With that backdrop, the omens aren’t good for Johnson, even though an election isn’t likely until at least 2023. While some 85% of the new money raised over three years from next April will go to the NHS front line, the reality is that the situation isn’t rare in Britain and neither are efforts to fix it.
YouGov Plc polling shows health has consistently been among the U.K. electorate’s biggest concerns, overtaking Brexit issues after Covid-19 struck. But skeptical Conservative members of Parliament warn that there will never be enough money for the NHS. Plus, households are already faced with rising costs and the economy has been hit by a drop in consumer confidence.

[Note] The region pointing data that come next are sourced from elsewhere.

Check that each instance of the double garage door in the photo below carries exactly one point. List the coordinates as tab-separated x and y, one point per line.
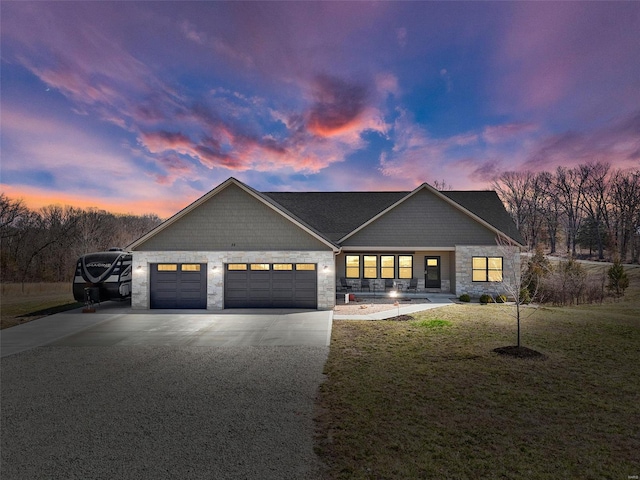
270	285
246	285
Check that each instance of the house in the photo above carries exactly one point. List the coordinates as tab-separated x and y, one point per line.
236	247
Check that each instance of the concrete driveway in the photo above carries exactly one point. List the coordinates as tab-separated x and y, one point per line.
162	395
116	324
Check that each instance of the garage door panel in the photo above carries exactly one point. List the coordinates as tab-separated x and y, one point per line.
270	288
178	288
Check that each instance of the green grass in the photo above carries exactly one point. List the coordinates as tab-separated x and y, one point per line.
429	399
36	300
434	323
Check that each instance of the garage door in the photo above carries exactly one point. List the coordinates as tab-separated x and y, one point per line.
271	285
178	285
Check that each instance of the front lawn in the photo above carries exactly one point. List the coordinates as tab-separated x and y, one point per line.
430	399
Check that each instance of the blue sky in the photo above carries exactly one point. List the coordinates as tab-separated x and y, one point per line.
145	106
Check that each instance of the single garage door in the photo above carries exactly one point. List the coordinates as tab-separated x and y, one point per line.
271	285
178	285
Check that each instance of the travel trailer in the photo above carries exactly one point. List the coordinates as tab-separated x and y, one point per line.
103	276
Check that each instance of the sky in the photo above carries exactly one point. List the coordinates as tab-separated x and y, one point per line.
143	107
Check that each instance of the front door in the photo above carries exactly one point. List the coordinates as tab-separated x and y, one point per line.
432	272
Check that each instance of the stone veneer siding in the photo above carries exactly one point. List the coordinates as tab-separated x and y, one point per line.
215	272
464	255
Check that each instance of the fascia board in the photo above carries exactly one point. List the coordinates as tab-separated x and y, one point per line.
421	248
454	204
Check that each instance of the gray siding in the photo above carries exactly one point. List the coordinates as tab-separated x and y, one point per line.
232	220
423	220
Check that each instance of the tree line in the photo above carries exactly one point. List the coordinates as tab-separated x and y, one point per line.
592	207
43	245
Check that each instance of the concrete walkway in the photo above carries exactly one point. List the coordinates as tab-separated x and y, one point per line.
432	300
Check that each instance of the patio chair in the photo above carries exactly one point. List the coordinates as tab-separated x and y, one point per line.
344	285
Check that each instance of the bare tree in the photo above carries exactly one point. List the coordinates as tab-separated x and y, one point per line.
519	278
625	202
550	208
10	212
570	185
513	189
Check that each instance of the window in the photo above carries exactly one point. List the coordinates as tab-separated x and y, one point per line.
237	266
260	266
387	266
487	269
167	267
190	267
405	266
282	266
305	266
352	266
370	266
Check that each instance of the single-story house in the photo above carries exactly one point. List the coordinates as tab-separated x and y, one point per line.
236	247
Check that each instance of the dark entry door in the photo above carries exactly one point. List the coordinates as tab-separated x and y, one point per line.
432	272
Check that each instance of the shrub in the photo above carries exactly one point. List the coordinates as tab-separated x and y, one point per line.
618	280
537	268
484	298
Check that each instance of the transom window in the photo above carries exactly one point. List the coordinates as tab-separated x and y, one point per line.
305	266
260	266
487	269
237	266
370	263
387	266
190	267
352	266
167	267
282	266
270	266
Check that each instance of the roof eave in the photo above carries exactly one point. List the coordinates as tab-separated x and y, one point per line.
450	201
262	198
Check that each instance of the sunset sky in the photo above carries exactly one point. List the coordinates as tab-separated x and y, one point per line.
145	106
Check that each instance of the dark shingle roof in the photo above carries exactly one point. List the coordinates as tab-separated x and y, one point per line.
487	205
336	214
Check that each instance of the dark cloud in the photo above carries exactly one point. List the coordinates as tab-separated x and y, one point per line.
338	104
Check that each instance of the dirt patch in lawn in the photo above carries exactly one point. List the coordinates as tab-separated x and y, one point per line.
519	352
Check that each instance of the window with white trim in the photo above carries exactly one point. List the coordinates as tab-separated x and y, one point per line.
486	269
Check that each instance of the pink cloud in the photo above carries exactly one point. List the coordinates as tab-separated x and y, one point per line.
506	132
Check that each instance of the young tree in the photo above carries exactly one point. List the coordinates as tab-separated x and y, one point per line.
520	283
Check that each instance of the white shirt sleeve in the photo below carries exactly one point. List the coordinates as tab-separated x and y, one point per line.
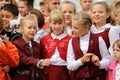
113	36
72	64
106	57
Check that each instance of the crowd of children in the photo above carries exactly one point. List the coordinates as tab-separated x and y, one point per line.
57	43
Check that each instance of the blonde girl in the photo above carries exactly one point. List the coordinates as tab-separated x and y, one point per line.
55	47
31	61
87	55
101	27
114	67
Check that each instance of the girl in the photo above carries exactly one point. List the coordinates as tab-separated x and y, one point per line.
114	67
55	47
87	54
69	9
8	55
38	16
101	27
29	52
24	6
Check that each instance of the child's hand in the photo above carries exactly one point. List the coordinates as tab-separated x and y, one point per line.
6	68
95	60
46	62
86	57
4	38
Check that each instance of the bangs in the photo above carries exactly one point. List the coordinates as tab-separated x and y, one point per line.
57	16
57	19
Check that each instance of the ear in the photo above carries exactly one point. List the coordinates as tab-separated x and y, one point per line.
108	15
16	17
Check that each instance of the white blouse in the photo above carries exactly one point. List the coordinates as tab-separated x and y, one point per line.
113	33
56	59
73	64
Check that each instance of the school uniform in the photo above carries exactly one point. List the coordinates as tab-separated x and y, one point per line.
30	57
109	34
8	56
69	30
78	46
55	48
39	35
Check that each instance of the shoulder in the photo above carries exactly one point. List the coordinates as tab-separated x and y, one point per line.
46	37
19	42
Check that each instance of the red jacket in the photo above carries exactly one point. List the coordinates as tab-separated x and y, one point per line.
8	55
49	45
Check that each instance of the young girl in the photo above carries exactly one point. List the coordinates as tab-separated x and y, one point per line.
69	9
55	47
116	13
38	16
8	55
100	15
29	52
87	54
114	67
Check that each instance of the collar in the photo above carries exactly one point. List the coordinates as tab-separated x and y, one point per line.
94	29
58	36
85	36
21	42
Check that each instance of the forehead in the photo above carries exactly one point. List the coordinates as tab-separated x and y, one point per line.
67	7
98	7
54	1
5	0
4	12
86	0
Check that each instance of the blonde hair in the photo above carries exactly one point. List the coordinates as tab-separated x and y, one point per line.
57	16
82	18
107	9
1	22
68	2
25	19
117	43
115	9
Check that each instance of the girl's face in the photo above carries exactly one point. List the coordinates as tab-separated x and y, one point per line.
33	16
116	53
23	8
117	19
56	27
99	14
68	10
86	4
79	30
28	30
7	16
3	2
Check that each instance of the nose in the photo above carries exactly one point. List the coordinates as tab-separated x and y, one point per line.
57	5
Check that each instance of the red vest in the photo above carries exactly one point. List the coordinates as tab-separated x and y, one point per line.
49	45
87	70
105	37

“Throwing other people’s money down a bottomless pit does not become a good idea if we put the NHS logo next to it,” former minister Jake Berry, leader of a group of MPs who won Labour seats in northern England at the last election, told parliament.
After winning over blue-collar voters and some of Labour’s former industrial strongholds, Johnson’s push on the NHS is another sign of how he's turned British politics on its head. In 2002, the Labour government also hiked National Insurance from payrolls to fund health spending, by 1%. The Conservatives attacked it as a “tax on working families.”
Now, it’s Labour using that attack line against the Conservatives. Leader Keir Starmer said he instead backs taxes on private landlords to raise funds. In an essay ahead of the party’s gathering in the English city of Brighton starting on Saturday, he also vowed to “focus on preventing the ills that plague society, not just patching them up.”
The NHS has been a go-to political card for Johnson, who will head to his own party’s conference in Manchester that starts on Oct. 3.
He deployed the fabled NHS as a political weapon during the campaign to leave the European Union, slapping it on the side of a red bus, and in his 2019 election victory speech. Over the course of the pandemic, when he himself ended up in intensive care after catching the disease, the message during lockdown was stay at home to save the NHS.
Read More: Boris Johnson’s Virus Fight Banks on British Love for Its NHS
But the health service is now facing the toxic combination of towering levels of demand and restricted capacity, plus a potential surge in cases of influenza. “We’re seeing levels of pressure in the urgent care system now that we would normally associate with the middle of winter,” said Sarah Scobie, deputy director of research at health think tank Nuffield Trust.
To understand why the situation has got so desperate for the NHS, look at the position it was in before the pandemic hit. Waiting lists for care in England jumped from 2.9 million people to 4.4 million in the five years to February 2020, according to the Institute of Fiscal Studies think tank, and there were 39,000 nursing vacancies in England when Covid struck.
That followed a decade when government spending on health grew at an average real-terms rate of 1.6% per year between 2009-10 and 2019-20, lower than any previous decade in NHS history, the IFS said in a report on Sept 10. Capital spending on the NHS—for new buildings or equipment—was slashed and is lower than many other developed nations.
“Essentially what we have are frontline services that are always running, in best case scenario, pretty close to capacity,” said Layla McCay, director of policy at the NHS Confederation.
Johnson has promised action. In the House of Commons on Sept. 7, he declared again that his Tories are “the party of the NHS.” Labour is having none of it.
“They have imposed upon the NHS the longest financial squeeze in its history, they've cut thousands of beds, they’ve left our NHS overwhelmed and understaffed heading into a pandemic,” the party’s health spokesman, Jonathan Ashworth, said in an interview. “People are not fools and the Tory party are trying to take people for fools.”